Courtney Caviness, a professor in the Sociology department, told students in an email that she would likely be unable to submit fall quarter grades by the Feb. 13 date.
“I have 250 students across two classes, and it would be impossible […] for me to grade the backlog for both my courses while also fulfilling my teaching contract for Winter quarter,” Caviness wrote in the email.
The lecturer union’s charge also alleges that lecturers were coerced into doing “struck work,” which, according to Arosteguy, lecturers have a right under HEERA to refuse.
Struck work is “a product which is produced by an employer during the period of a labor dispute with his employees,” according to the International Brotherhood of Teamsters.
In response, UC-AFT filed a Demand to Bargain and is currently engaged in effects bargaining with the university.
Arosteguy, who has been a lecturer at UC Davis for 13 years, is part of the team of UC-AFT bargainers. According to Arosteguy, the team is asking for two things: that the UC give lecturers the ability to remove fall 2022 student evaluations from their review files, and compensation for what they view as additional labor due to the strike.
According to UC-AFT, “the disruptions caused by the strike caused some undergrads to evaluate lecturers more harshly than they would have under ordinary circumstances.”

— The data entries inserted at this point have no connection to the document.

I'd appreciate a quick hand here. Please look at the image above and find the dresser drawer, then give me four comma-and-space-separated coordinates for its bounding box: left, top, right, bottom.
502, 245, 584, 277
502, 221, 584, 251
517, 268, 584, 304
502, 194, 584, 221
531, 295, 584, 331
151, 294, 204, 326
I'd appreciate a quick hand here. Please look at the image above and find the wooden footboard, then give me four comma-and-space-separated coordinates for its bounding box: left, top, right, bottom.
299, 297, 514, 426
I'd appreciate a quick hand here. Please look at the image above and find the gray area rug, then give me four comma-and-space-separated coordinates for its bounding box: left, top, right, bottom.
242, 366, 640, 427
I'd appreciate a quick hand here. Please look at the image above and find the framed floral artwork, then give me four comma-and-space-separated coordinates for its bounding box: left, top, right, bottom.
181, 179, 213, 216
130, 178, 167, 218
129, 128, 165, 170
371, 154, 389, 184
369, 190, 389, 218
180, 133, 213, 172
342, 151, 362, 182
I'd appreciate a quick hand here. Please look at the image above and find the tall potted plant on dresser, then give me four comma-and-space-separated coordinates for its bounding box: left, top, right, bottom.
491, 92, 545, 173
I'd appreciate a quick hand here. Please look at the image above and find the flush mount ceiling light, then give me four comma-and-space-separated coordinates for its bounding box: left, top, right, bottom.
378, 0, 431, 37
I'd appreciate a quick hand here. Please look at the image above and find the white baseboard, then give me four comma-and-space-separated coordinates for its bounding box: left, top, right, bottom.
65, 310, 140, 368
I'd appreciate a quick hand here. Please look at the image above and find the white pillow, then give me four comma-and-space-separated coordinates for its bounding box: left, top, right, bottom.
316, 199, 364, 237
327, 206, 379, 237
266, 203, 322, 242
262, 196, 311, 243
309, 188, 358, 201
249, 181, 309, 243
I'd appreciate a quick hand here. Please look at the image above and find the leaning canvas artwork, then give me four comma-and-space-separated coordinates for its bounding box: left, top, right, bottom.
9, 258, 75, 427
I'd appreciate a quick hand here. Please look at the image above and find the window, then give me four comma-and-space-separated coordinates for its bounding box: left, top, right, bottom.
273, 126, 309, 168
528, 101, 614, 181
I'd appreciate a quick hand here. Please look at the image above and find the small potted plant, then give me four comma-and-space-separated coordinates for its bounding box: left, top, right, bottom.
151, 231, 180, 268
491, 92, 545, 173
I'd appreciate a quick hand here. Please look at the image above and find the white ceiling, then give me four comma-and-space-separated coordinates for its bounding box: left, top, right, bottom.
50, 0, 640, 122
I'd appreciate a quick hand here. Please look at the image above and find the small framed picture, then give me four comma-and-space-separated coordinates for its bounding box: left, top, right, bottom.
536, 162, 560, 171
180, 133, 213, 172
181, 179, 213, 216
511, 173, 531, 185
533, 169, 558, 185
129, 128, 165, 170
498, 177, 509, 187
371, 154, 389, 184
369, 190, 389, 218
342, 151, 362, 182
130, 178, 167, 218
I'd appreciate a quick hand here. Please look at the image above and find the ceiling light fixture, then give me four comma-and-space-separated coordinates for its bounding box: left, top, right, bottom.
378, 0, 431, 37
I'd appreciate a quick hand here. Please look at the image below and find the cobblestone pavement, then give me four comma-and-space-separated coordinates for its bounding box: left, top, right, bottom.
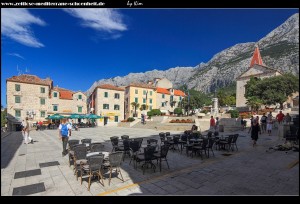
1, 127, 299, 196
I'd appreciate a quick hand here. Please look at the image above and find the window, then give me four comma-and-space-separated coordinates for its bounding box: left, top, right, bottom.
53, 105, 58, 111
103, 104, 109, 109
40, 98, 46, 105
15, 84, 21, 91
15, 110, 21, 117
41, 87, 45, 93
15, 96, 21, 103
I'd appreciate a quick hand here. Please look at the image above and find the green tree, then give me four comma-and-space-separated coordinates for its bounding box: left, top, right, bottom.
246, 96, 263, 113
174, 108, 182, 115
1, 105, 7, 127
140, 104, 148, 111
245, 73, 299, 109
131, 102, 140, 117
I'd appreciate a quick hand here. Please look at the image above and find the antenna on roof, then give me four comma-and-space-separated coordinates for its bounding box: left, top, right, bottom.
17, 65, 22, 76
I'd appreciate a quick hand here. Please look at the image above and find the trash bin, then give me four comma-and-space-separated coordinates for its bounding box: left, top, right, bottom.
219, 125, 224, 132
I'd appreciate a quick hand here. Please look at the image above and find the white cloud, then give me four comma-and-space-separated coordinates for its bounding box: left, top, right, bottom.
64, 8, 127, 33
7, 53, 25, 59
1, 8, 46, 47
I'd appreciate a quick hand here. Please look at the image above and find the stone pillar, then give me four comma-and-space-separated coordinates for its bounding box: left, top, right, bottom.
210, 98, 219, 117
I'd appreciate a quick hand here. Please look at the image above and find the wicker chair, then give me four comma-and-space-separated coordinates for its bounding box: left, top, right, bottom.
80, 154, 104, 191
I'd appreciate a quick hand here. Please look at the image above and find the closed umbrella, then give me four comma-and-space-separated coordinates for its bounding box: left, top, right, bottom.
86, 114, 102, 119
48, 113, 65, 120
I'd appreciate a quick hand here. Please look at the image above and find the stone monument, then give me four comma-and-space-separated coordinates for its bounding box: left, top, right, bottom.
210, 90, 219, 117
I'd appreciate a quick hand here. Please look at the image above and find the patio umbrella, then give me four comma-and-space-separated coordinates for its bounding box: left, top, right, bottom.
86, 114, 102, 119
70, 113, 83, 119
48, 113, 65, 120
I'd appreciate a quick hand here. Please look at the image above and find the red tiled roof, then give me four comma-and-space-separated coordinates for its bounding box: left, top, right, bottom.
6, 74, 52, 87
250, 46, 264, 68
156, 87, 170, 95
126, 83, 155, 89
59, 91, 73, 100
174, 89, 185, 96
96, 84, 124, 91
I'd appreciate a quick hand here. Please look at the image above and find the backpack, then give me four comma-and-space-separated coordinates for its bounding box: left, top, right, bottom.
60, 124, 69, 137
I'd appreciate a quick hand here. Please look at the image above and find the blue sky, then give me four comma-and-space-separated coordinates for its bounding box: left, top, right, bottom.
1, 8, 298, 106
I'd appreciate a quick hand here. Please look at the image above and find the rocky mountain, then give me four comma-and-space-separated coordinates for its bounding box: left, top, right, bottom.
86, 13, 299, 95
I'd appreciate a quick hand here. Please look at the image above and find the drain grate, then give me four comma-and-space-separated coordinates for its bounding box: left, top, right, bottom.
222, 153, 232, 156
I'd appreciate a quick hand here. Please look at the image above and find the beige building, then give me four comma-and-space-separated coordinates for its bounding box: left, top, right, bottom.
236, 46, 281, 109
6, 74, 87, 130
6, 74, 53, 130
47, 87, 87, 116
88, 84, 124, 126
125, 78, 185, 118
125, 83, 157, 119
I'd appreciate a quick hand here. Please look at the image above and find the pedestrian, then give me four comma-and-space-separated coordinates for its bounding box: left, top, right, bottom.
267, 114, 273, 136
58, 118, 72, 156
284, 113, 292, 124
256, 115, 261, 135
24, 117, 33, 144
209, 116, 216, 131
21, 120, 26, 140
215, 117, 219, 132
276, 111, 284, 124
248, 115, 254, 133
260, 113, 268, 133
251, 119, 259, 147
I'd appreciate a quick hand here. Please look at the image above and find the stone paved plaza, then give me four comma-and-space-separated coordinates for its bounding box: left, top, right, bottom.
1, 127, 299, 196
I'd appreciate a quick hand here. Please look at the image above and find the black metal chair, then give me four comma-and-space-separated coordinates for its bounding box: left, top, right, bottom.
121, 135, 129, 140
90, 142, 104, 152
136, 146, 156, 174
80, 154, 104, 191
129, 140, 140, 168
103, 151, 124, 185
153, 145, 170, 172
74, 144, 87, 180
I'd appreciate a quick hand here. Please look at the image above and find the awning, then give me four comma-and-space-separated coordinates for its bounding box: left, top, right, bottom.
6, 117, 22, 124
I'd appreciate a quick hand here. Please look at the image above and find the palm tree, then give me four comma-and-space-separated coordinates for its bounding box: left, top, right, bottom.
140, 104, 148, 111
131, 102, 140, 117
246, 96, 263, 114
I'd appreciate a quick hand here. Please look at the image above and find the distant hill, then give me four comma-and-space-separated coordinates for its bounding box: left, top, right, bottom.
86, 13, 299, 95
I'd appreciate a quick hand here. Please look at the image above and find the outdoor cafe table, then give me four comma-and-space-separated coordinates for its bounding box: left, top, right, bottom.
86, 152, 109, 160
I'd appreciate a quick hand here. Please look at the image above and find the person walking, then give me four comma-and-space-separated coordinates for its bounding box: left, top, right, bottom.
24, 117, 33, 144
209, 116, 216, 131
21, 120, 26, 141
260, 113, 268, 133
58, 118, 72, 156
267, 114, 273, 136
276, 111, 284, 124
251, 119, 259, 147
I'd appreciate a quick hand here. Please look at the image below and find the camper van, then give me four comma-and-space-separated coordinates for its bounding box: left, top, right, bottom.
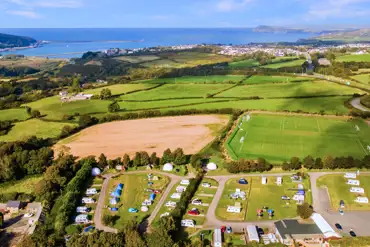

The second demand is in response to a survey conducted by UC-AFT of 260 members, in which 66% responded that they felt compelled to perform additional labor due to the strike, as the work normally done by TAs or graduate students became their responsibility.
“We are asking for fair compensation for this extra work,” Arosteguy said. “We have passed a proposal to the university and are awaiting their response.”
He went on to say that their next step is working towards the California Public Employment Relations Board (PERB) — which administers and enforces HEERA — issuing a complaint in this case.
“Once we receive the complaint, the normal process is to enter into settlement conferences with the university where we can come to a fair agreement over the outstanding issues,” Arosteguy said.
As part of the grade deadline extension, Croughan’s office offered funding for lecturers who need support to complete grading.
“I am extending my offer to provide funding for hiring extra grading help to assist instructors of record impacted by the labor stoppage,” Croughan said in her email. “Instructors of record who would like to request support should contact their department chair or supervisor to coordinate with their dean’s office immediately.”
“It is unclear whether there are enough of these readers to cover all of the remaining work, which is another reason we are asking for fair compensation for any lecturer who ends up doing this extra work,” Arosteguy said.
Meanwhile, many students still have not received their grades.
Ashton Yeremian, a third-year sociology major, has one NG outstanding from fall quarter in his political sociology class. Due to this, he did not meet the unit requirement for the quarter.
“Most people in the class were supportive of the strike,” Yeremian said. “Because many of us are going to be grad students, we understood that sometimes people have to suffer some inconveniences in order to get proper living conditions.”
Once the strike started, Yeremian said that his professor started holding classes on the picket line.
“For me, I’m not very affected by [the late grades], so it’s easy for me to say that,” Yeremian said. “I can be understanding that the grades are taking a while, but I can see how if you’re already on academic probation and there are no grades coming up, that would be pretty scary for a lot of people.”